David is a member of the Dramatists Guild, ASCAP, and Writers Guild of America, West.
David lives in Los Angeles with partner Theodore Heyck, a lawyer.
The premiere of The Ice Breaker, a two-character play exploring the relationship between a reclusive climate scientist and an admiring assistant, occurred simultaneously at Magic Theatre in San Francisco, Phoenix Theatre in Indianapolis and the New Rep in Cambridge in early 2007.
David was commissioned by the Geffen Playhouse to write a new book for its highly successful revival of the Alan Jay Lerner and Frederick Loewe musical Paint Your Wagon.
David's one-woman play based on the life and letters of Ann Landers, The Lady With All the Answers, opened at the Old Globe in San Diego in August 2005.
David first experience in writing for television was the episode "Butterflied" for the show CSI. It was the highest rated TV program of the week.
David completed his play God's Man In Texas in February of 1998, in a cabin in mountain resort town of Lake Arrowhead.
On Dr. Lurie's (from CSI's episode "Butterflied") possible return: I have to believe that Lurie will kill again, and should that happen, I'd love for it to be in Las Vegas where Gil Grissom and his team could nail him.
The CSI character that David was most hesitant to write was Greg Sanders because he "...had doubts about understanding his world, and getting his language and point of view right."
David Rambo is extremely courteously with fans, taking the time to answer e-mails personally.
David Rambo: I like plays that draw you in in oblique ways—plays which are a tapestry of events, people, motivations, incidents, and settings. I love the kind of complexity that sneaks up on you, and that is what I try to achieve in my work.

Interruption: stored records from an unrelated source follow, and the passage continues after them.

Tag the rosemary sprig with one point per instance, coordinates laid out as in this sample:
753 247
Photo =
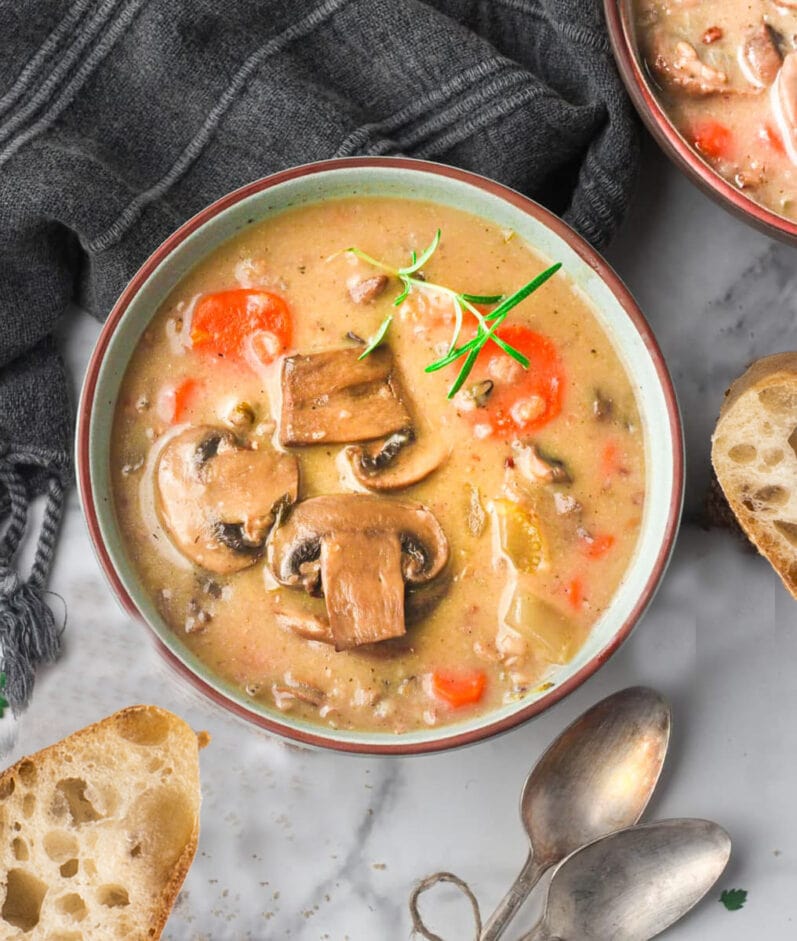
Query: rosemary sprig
377 338
461 302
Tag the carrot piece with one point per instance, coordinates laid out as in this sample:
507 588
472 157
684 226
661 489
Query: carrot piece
599 546
575 594
522 400
712 139
610 459
174 399
458 689
231 323
770 136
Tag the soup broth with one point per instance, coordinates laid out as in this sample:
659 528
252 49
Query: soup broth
726 71
380 556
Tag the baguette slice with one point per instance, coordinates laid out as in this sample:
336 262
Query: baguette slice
98 831
754 452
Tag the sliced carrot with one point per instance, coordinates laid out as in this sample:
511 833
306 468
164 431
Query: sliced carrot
459 689
227 324
575 594
522 400
712 139
175 398
770 136
598 546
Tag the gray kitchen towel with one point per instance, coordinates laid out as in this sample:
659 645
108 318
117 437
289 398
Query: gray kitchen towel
119 119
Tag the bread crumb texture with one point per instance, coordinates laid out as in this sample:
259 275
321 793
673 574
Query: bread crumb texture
754 452
98 831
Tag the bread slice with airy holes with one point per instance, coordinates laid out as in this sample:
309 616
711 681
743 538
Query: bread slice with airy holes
754 452
98 831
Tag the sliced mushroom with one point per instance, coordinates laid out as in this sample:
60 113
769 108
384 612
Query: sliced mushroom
360 551
538 467
365 290
397 462
681 68
335 397
304 624
759 56
217 499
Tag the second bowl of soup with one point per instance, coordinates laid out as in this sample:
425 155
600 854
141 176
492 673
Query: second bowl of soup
716 83
383 453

David Rambo: Part of the enduring appeal of Sunset Boulevard and other movies about movies is that they speak to those times when each of us feels like an outsider. The outrageousness and improbability of both the movies and the people who make them are a metaphor for the post-war world set on its head, where reality is myth, and myth, reality.
David Rambo: (On the movie Sunset Boulevard) A high point of my first months in Los Angeles was catching a big-screen showing of the film in the fraying, dozy Vagabond Theatre.

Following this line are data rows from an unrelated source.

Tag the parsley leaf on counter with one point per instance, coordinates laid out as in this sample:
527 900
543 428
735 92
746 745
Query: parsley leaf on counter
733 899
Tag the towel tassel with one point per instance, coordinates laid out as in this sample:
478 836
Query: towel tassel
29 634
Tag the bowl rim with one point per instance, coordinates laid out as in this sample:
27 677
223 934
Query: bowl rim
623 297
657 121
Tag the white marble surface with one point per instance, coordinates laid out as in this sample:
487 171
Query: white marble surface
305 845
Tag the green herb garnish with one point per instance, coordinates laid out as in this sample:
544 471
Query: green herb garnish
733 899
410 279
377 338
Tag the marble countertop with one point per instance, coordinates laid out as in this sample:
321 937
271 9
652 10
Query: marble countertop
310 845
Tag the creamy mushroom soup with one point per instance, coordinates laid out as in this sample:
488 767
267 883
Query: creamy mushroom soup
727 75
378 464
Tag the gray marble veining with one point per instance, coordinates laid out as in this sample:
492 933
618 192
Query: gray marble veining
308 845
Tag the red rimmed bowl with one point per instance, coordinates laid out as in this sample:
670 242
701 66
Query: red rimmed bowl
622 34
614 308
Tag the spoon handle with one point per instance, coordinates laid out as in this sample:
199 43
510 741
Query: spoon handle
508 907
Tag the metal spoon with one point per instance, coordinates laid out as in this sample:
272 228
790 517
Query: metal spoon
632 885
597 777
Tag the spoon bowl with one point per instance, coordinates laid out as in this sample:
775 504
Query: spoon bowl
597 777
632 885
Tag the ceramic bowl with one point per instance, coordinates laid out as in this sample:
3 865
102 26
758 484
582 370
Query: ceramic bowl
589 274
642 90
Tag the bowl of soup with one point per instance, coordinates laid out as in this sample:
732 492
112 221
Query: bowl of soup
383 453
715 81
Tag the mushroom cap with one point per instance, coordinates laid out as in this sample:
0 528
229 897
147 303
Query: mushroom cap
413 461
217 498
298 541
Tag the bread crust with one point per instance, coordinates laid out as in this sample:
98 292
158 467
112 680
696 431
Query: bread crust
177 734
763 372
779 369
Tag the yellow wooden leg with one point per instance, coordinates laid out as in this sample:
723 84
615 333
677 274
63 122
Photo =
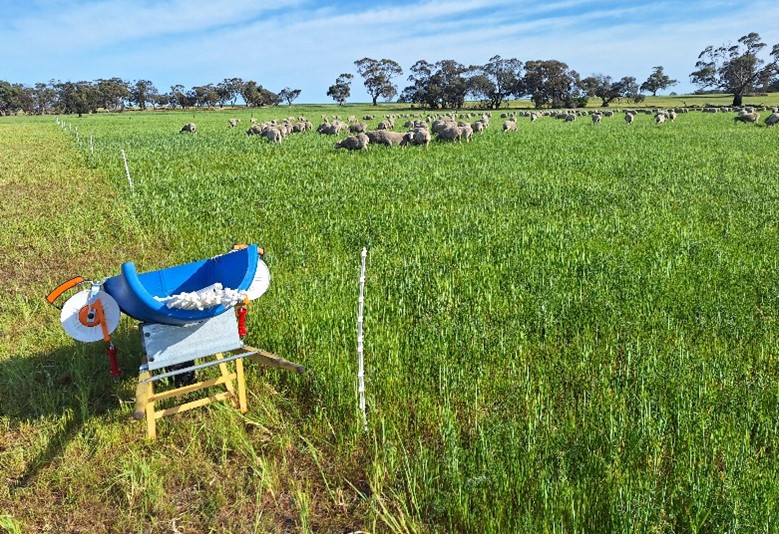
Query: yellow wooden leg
241 386
151 420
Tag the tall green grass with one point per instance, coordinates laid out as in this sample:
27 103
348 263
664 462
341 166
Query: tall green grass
568 328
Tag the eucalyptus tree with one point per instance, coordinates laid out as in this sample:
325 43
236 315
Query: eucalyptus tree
498 80
341 89
550 83
657 81
377 77
736 69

David: (On adapting All About Eve for the stage) The lives of each of us in the room – actors, producers, director, assistants – intersected at that moment because we love the theatre. All About Eve was part of our mythology, our inspiration. And as the words left the pages and burst into the air we shared that afternoon, something entirely familiar, yet excitingly new, took form.

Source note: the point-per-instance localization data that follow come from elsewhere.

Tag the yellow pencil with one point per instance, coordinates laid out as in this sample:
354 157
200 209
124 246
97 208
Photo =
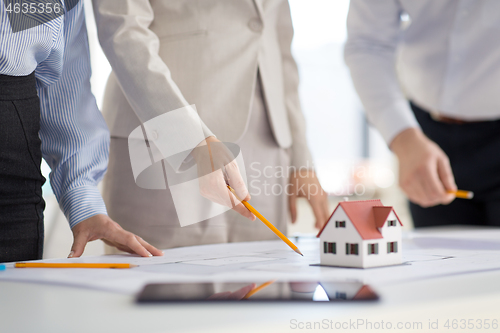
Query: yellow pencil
462 194
262 286
266 222
70 265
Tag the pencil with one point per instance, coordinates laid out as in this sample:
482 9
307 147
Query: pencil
262 286
462 194
70 265
267 223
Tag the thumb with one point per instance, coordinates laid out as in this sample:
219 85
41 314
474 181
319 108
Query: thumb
292 199
446 174
79 242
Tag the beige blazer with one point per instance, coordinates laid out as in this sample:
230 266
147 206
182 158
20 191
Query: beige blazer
167 54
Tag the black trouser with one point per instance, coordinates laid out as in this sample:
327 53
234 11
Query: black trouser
21 202
474 153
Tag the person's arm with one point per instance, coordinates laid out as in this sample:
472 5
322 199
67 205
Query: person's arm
303 182
133 52
373 29
75 143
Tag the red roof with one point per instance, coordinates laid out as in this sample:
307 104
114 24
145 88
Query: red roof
367 216
365 293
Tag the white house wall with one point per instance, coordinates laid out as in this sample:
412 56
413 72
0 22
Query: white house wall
341 236
390 234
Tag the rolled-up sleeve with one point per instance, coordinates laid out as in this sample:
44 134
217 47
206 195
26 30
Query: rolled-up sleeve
373 29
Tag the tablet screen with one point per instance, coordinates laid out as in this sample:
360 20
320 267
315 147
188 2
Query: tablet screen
262 291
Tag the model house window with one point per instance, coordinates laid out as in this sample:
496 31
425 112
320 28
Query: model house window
351 249
392 247
373 248
339 295
329 247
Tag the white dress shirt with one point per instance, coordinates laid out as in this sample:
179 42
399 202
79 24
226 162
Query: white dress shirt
447 57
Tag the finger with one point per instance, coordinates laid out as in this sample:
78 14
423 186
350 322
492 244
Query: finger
240 293
128 239
236 181
434 189
292 202
240 208
446 176
416 193
151 249
79 242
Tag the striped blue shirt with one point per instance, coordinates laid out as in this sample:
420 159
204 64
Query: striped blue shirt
75 138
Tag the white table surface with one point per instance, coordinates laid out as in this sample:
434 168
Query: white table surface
471 295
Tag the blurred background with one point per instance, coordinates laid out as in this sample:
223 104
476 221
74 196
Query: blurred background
351 159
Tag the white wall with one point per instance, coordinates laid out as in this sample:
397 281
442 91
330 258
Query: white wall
340 236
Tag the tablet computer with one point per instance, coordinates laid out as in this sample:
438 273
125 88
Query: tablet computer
278 291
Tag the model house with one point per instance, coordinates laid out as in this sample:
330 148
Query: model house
361 234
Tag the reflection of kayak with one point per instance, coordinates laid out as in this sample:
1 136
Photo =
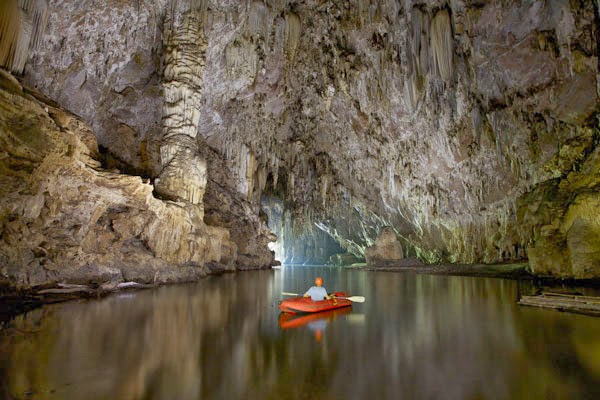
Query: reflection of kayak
306 305
289 320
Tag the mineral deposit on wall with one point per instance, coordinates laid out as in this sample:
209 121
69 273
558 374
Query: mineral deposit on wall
470 128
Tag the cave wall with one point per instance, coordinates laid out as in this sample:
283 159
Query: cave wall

David: It's great having a swell job in TV and seeing my plays produced in the theater.
David: (on the relationship between "CSI"'s Gil Grissom and Sara Sidle) I think Grissom's yearning for Sara is real – but the job, and his self-doubts always get in the way. Most crimes are committed between people who already have a close relationship. It would be impossible to spend every day investigating those relationships and not think about your own. I try to depict this obliquely, rather than head-on, which I think is more interesting and involving for the viewer.
David: (on the possibility of some character development of "CSI" character Sara Sidle) I'd love to see her mother today, years after her crime and court-ordered treatment. I do think Sara and her mother must be close – twin survivors of a nightmare, but I doubt if they ever talk about the killing of Sara's father.
On writing plays and writing for CSI: That's a pretty time-consuming job. I love that show, but I also love the theater, which is why I write plays. If I didn't love it, I wouldn't do it.
On CSI's studio move from Santa Clarita to Universal City: [The Universal Studios lot] is a great place to throw ideas around. We call it the 'murder factory.